Recurrent Neural Networks

  • The term “recurrent” applies as they perform the same task over each instance of the sequence such that the output is dependent on the previous computations and results.
  • Generally, a fixed-size vector is produced to represent a sequence by feeding tokens one by one to a recurrent unit.
  • In a way, RNNs have “memory” over previous computations and use this information in current processing.
  • This template is naturally suited for many NLP tasks such as language modeling.
  • RNNs are tailor-made for modeling context dependencies in language and similar sequence modeling tasks, which resulted to be a strong motivation for researchers to use RNNs over CNNs in these areas.
    • An example here is finding the difference in meaning between “dog” and “hot dog”.
  • Another factor aiding RNN’s suitability for sequence modeling tasks lies in its ability to model variable length of text, including very long sentences, paragraphs and even documents (Tang et al., 2015).
  • Unlike CNNs, RNNs have flexible computational steps that provide better modeling capability and create the possibility to capture unbounded context. This ability to handle input of arbitrary length became one of the selling points of major works using RNNs.
  • RNN’s ability to summarize sentences led to their increased usage for tasks like machine translation (Cho et al., 2014) where the whole sentence is summarized to a fixed vector and then mapped back to the variable-length target sequence.
  • While RNNs try to create a composition of an arbitrarily long sentence along with unbounded context, CNNs try to extract the most important n-grams.
  • Although they prove an effective way to capture n-gram features, which is approximately sufficient in certain sentence classification tasks, their sensitivity to word order is restricted locally and long-term dependencies are typically ignored.
  • A challenging task in NLP is generating natural language, which is another natural application of RNNs. Conditioned on textual or visual data, deep LSTMs have been shown to generate reasonable task-specific text in tasks such as machine translation, image captioning, etc. In such cases, the RNN is termed a decoder.
  • Have a hidden layer, maintain it over time and feed it back to itself and keep it updated.
  • Predict second word, feed in hidden layer from first word to help.

Training an RNN Language Model

  • Let’s talk over a high-level overview on how to train a RNN language model:
    • We start by getting a big corpus of text, as we do with most NLP applications.
    • Feed that into RNN-LM and compute output distribution for every step.
    • Train our model by assessing how good of a job we did with cross entropy loss.
    • Average this to get overall loss for entire training set.
    • Note, we cut corpus into pieces in practice, so we compute loss on small chunk of data.
    • Keep in mind these specific training steps:
      • We use backpropagation and update parameters.
      • Take our loss and backprop it.
      • We run backpropogation over timesteps, thus summing gradients as you go = back prop through time.

Generate text with RNN

  • By repeated sampled output becomes next steps input.
  • Softmax as the last layer.
  • Begin of seq special symbol.
  • End of seq special symbol.

Long short term memory (LSTMs)

  • Two problems with RNNs are the vanishing and exploding gradient problem.
    • Vanishing: Model never learns information from far away that it can use in future.
    • Exploding: gradient becomes too big then Stochastic gradient descent update step becomes too big.
      • This can cause a bad update as you will take a very large step.
      • Gradient clipping solution for exploding gradient.
      • Take a step in same direction but take smaller step.
  • So how is it different from traditional RNN?
    • Rather than just one hidden vector in RNN, we will build 2 hidden states.
    • Hidden state and cell state.
    • Cell stores long term information.
    • LSTM can read, erase and write from the cell.
    • Controlled by gates which are also vectors with open 1 or closed 0.

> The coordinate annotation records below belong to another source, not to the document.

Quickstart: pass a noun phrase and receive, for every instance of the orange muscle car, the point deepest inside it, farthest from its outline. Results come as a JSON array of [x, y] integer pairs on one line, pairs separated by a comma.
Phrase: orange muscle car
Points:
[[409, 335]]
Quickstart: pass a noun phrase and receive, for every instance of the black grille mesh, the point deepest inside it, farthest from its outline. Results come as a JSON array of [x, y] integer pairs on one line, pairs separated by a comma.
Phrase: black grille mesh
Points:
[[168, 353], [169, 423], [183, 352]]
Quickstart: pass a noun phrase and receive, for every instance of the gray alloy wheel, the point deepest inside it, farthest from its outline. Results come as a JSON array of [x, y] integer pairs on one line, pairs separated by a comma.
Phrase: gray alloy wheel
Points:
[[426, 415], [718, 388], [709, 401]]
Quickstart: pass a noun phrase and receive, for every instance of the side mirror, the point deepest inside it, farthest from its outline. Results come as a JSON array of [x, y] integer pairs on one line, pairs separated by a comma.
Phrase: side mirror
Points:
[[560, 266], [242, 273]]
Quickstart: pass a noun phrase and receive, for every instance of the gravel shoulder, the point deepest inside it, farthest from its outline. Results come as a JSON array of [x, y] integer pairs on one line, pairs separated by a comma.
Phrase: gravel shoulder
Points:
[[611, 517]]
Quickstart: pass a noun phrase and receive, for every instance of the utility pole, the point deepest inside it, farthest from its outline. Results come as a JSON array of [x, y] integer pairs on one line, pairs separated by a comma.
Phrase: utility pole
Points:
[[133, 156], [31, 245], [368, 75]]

  • LSTM makes it easier for RNN to preserve information over many timesteps.
  • They have long distance dependencies.
  • Gates are learned as well via back prop.
  • Bi directional and multi layer RNN:
    • Sentiment classification.
    • Backward RNN and Forward RNN concatenating their results.
    • Only applicable if you have entire input sequence.
    • BERT is a powerful pretrained contextual representation system built on bidirectionality.

Problems with RNN

  • Linear interaction distance.
  • Encodes linear locality:
    • Nearby words often affect each others meaning.
    • Problem: RNNs take \(O(sequence\,length)\) steps for distant word pairs to interact.
    • Lack of parallelizability.
    • Forward and backward passes have %%O(sequence\,length)5% non parallelizable operations.
    • Inhibits training on very large datasets.
  • If not recurrence, how about word window?
    • Word window model will aggregate local contexts.
    • 1D convolution.
    • Number of unparallelled operations does not increase with seq length.
    • Problem with long distance dependencies.
      • Can stack word window layers to allow interaction between farther words.

Deep Learning Classifiers

  • Let’s quickly talk about deep learning classifiers because unlike what we’ve seen before, these are non-linear classifiers.
  • As we saw earlier, softmax classifier assigns classes based on inputs via probability.
  • Traditional ML classifiers: Naive Bayes, SVM, logistic regression and softmax classifier are not very powerful classifiers as they only give linear decision boundaries.
    • However these are unhelpful when the problem is complex.
  • Neural classifiers will be much more powerful as they will have non-linear boundaries.
  • At the top layer, they still have a softmax classifier which is still linear classifier, but below that is other layers of neural networks.
  • These are simple feed forward multi class classifier:
    • k-Nearest Neighbors
    • Decision Trees
    • Naive Bayes
    • Random Forest
    • Gradient Boosting


  • When we are building these neural networks with large parameters, so all models will need to regularize their loss function.
  • A full loss function includes regularization over all parameters.
  • For example: L2 regularization
  • Only make parameters non 0 if they are useful.
  • Works to prevent overfitting when we have a lot of features.
  • Need regularization to make sure your models generalize well when we have a big model.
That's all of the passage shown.